Downgrade slf4j to 1.7.36

[adangel]

Describe the PR

• Downgrade slf4j from 2 to 1.7.36
• Obviously using slf4j was too ambitious, see [kotlin] Kotlin support #3808 (comment)
• Using slf4j 1.7.x makes PMD compatible when using in sonar

Related issues

• Refs [all] Use slf4j and SimpleLogger #3789
• Refs [all] Use slf4j #896

Ready?

• Added unit tests for fixed bug/feature
• Passing all unit tests
• Complete build ./mvnw clean verify passes (checked automatically by github actions)
• Added (in-code) documentation (if needed)

[ghost]

	2 Messages
📖	Compared to pmd/7.0.x: This changeset changes 29 violations, introduces 19 new violations, 0 new errors and 0 new configuration errors, removes 24 violations, 0 errors and 0 configuration errors. Full report
📖	Compared to master: This changeset changes 57095 violations, introduces 34416 new violations, 2 new errors and 0 new configuration errors, removes 138133 violations, 25 errors and 6 configuration errors. Full report
✅	Compared to pmd/7.0.x: This changeset changes 28 violations, introduces 17 new violations, 0 new errors and 0 new configuration errors, removes 21 violations, 0 errors and 0 configuration errors. Full report
✅	Compared to master: This changeset changes 57097 violations, introduces 34421 new violations, 2 new errors and 0 new configuration errors, removes 138131 violations, 25 errors and 6 configuration errors. Full report

Generated by 🚫 Danger

[jsotuyod]

I support the idea of not using non-GA dependencies.

Having said that, I don't really like the idea of downstream projects (ie: Sonar) conditioning our usage of libraries. We are otherwise conditioned (and forced) by them on when to upgrade to another major (and due to backwards compatibility issues, there is a good chance the 'when' is actually 'never' for them). Moreover, we may find other downstream projects following a separate schedule.

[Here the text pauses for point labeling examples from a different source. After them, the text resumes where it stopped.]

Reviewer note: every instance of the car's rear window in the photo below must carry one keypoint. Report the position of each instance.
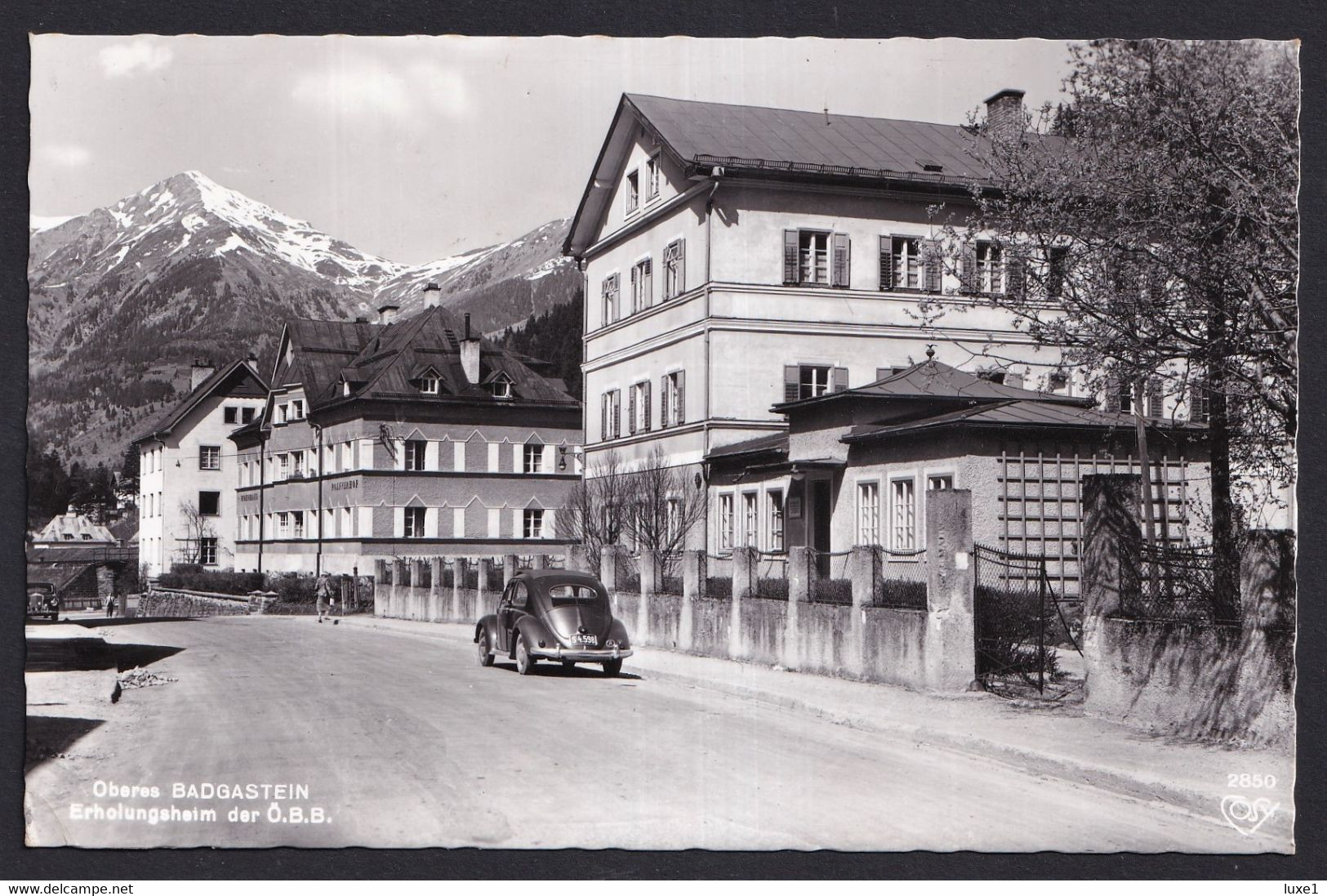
(562, 595)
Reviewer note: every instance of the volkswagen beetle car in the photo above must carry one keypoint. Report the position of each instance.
(554, 615)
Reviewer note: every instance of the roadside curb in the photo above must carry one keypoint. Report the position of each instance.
(1027, 760)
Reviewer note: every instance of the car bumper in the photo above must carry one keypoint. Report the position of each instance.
(581, 655)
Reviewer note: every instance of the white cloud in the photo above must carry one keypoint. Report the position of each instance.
(137, 56)
(367, 87)
(67, 154)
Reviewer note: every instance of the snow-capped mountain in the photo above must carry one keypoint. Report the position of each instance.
(121, 299)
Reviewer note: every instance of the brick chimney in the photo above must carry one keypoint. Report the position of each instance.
(1004, 114)
(201, 369)
(470, 354)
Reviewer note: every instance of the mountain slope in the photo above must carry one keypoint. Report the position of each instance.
(122, 299)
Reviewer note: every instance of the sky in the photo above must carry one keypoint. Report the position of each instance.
(420, 148)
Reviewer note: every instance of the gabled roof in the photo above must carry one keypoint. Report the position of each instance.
(934, 381)
(1019, 414)
(764, 141)
(169, 418)
(386, 361)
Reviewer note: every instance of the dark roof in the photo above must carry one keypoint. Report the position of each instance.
(932, 380)
(170, 417)
(1019, 414)
(737, 136)
(385, 361)
(774, 444)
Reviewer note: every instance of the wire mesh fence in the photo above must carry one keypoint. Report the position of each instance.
(1172, 583)
(902, 581)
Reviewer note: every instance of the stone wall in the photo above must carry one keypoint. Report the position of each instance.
(1231, 683)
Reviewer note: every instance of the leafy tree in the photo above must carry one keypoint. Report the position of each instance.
(1155, 238)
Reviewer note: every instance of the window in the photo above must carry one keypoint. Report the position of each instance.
(942, 482)
(813, 381)
(725, 522)
(612, 414)
(902, 515)
(774, 528)
(675, 270)
(813, 258)
(652, 176)
(416, 450)
(534, 458)
(868, 513)
(639, 408)
(414, 522)
(673, 399)
(750, 520)
(633, 191)
(989, 267)
(643, 286)
(612, 290)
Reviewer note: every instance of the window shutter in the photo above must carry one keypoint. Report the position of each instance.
(840, 261)
(1015, 276)
(790, 256)
(791, 381)
(968, 269)
(932, 265)
(887, 263)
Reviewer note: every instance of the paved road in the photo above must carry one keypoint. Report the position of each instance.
(407, 741)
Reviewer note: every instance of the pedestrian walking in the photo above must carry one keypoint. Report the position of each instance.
(323, 590)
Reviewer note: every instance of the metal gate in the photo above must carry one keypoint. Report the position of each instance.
(1023, 634)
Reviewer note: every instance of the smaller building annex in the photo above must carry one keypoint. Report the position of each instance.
(855, 467)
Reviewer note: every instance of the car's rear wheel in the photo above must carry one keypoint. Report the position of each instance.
(524, 662)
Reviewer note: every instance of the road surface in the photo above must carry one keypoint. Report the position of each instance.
(393, 740)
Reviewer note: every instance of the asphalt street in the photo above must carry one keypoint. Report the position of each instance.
(390, 740)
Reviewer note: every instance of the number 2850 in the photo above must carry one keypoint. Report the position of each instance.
(1250, 781)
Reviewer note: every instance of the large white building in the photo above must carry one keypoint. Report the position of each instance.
(737, 258)
(187, 470)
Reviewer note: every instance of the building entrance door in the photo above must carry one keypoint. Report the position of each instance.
(821, 511)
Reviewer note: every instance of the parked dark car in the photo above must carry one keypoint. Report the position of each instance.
(42, 602)
(554, 615)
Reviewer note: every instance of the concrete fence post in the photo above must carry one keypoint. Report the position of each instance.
(693, 588)
(399, 588)
(743, 587)
(577, 558)
(800, 571)
(380, 591)
(951, 620)
(866, 577)
(434, 611)
(1108, 570)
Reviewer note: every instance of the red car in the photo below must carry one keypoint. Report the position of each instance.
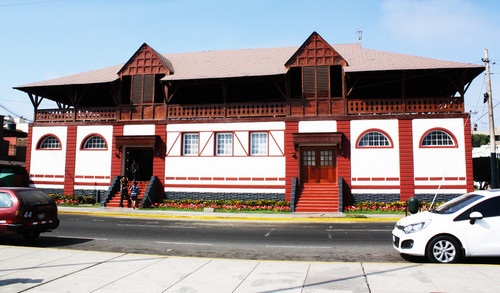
(26, 211)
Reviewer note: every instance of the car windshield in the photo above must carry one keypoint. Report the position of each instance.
(456, 204)
(31, 198)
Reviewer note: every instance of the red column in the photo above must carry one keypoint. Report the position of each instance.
(159, 161)
(292, 164)
(344, 156)
(469, 170)
(406, 167)
(69, 169)
(116, 161)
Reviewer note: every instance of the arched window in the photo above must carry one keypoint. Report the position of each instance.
(94, 142)
(374, 138)
(438, 138)
(49, 142)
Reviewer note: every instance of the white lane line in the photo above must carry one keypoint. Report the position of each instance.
(83, 238)
(358, 230)
(183, 243)
(298, 247)
(143, 225)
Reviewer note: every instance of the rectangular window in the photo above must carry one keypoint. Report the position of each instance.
(258, 143)
(224, 144)
(190, 144)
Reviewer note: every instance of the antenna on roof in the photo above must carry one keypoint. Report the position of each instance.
(360, 33)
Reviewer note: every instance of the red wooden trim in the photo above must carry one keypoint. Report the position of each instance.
(406, 167)
(376, 187)
(175, 141)
(374, 147)
(69, 170)
(41, 140)
(454, 186)
(277, 144)
(469, 170)
(90, 135)
(246, 186)
(246, 152)
(438, 146)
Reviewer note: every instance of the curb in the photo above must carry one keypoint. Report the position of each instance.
(233, 218)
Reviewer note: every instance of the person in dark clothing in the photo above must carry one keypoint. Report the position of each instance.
(124, 191)
(134, 193)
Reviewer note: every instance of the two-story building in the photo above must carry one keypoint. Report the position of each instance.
(310, 124)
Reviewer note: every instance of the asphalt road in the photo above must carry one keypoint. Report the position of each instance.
(302, 241)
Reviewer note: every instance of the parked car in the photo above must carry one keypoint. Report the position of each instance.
(468, 225)
(26, 211)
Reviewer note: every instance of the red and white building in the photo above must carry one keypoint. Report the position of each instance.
(317, 124)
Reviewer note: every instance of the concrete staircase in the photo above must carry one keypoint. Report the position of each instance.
(115, 200)
(315, 198)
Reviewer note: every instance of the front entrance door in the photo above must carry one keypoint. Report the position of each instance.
(318, 165)
(144, 161)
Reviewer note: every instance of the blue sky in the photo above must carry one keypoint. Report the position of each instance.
(43, 39)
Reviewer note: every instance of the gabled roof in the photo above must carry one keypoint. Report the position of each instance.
(260, 62)
(315, 52)
(146, 61)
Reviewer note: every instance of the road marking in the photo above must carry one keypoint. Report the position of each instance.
(183, 243)
(83, 238)
(300, 247)
(360, 230)
(161, 226)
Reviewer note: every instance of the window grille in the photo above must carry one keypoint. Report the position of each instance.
(374, 139)
(94, 142)
(224, 144)
(190, 144)
(258, 143)
(49, 143)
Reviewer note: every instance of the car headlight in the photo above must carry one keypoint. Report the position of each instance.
(412, 228)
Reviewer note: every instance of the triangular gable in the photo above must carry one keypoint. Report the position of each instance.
(147, 61)
(315, 52)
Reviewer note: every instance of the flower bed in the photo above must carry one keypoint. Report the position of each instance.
(398, 207)
(227, 205)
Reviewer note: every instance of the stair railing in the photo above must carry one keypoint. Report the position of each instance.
(113, 188)
(293, 199)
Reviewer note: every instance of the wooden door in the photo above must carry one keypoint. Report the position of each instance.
(318, 165)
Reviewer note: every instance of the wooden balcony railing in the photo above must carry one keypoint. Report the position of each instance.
(407, 106)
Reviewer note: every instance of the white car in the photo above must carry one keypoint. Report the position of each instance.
(468, 225)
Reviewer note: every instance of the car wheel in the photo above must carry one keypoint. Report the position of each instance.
(31, 236)
(444, 249)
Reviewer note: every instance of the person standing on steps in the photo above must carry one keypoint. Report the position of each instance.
(134, 192)
(124, 191)
(134, 168)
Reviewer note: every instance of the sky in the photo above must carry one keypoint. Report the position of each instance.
(44, 39)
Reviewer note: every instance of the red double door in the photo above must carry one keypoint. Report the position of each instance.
(318, 165)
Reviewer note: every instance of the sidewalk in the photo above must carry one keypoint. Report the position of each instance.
(154, 213)
(56, 270)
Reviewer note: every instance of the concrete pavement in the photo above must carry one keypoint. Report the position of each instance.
(24, 269)
(27, 269)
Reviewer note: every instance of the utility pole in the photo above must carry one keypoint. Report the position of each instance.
(493, 153)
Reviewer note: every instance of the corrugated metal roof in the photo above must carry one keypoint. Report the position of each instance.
(259, 62)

I see two possible ways forward:

1. We make a hard stance. We support whichever version we feel is right at any given moment in time and push for downstream project to do proper classloader isolation.
2. We acknowledge that logging may be an edge case and treat it separately. Doing so would probably require we setup our own PmdLogger abstraction within pmd-core and rescope that module to the pmd engine itself; moving the CLI support to either pmd-dist or a new module, and having that module provide the bridge between that and SLF4J. Downstream projects can therefore depend on pmd-core and provide their own bridge between PmdLogger and whatever backend they are keen on using.

[adangel]

I'd rather be pragmatic here - especially as it is logging, which is a cross-cutting concern. I'm not sure if there is even a proper way to do classloader isolation, if every library's log should end up in the same log channel (and sonar already seems to isolate the dependencies of the plugins with the only exception being slf4j).

Creating an own logging abstraction/wrapper doesn't seem to be a good idea either, see https://www.slf4j.org/faq.html#optional_dependency

So I'd acknowledge that logging is an edge case and simply downgrade. It's more important for me, that PMD is working in different environments than insisting on using slf4j2.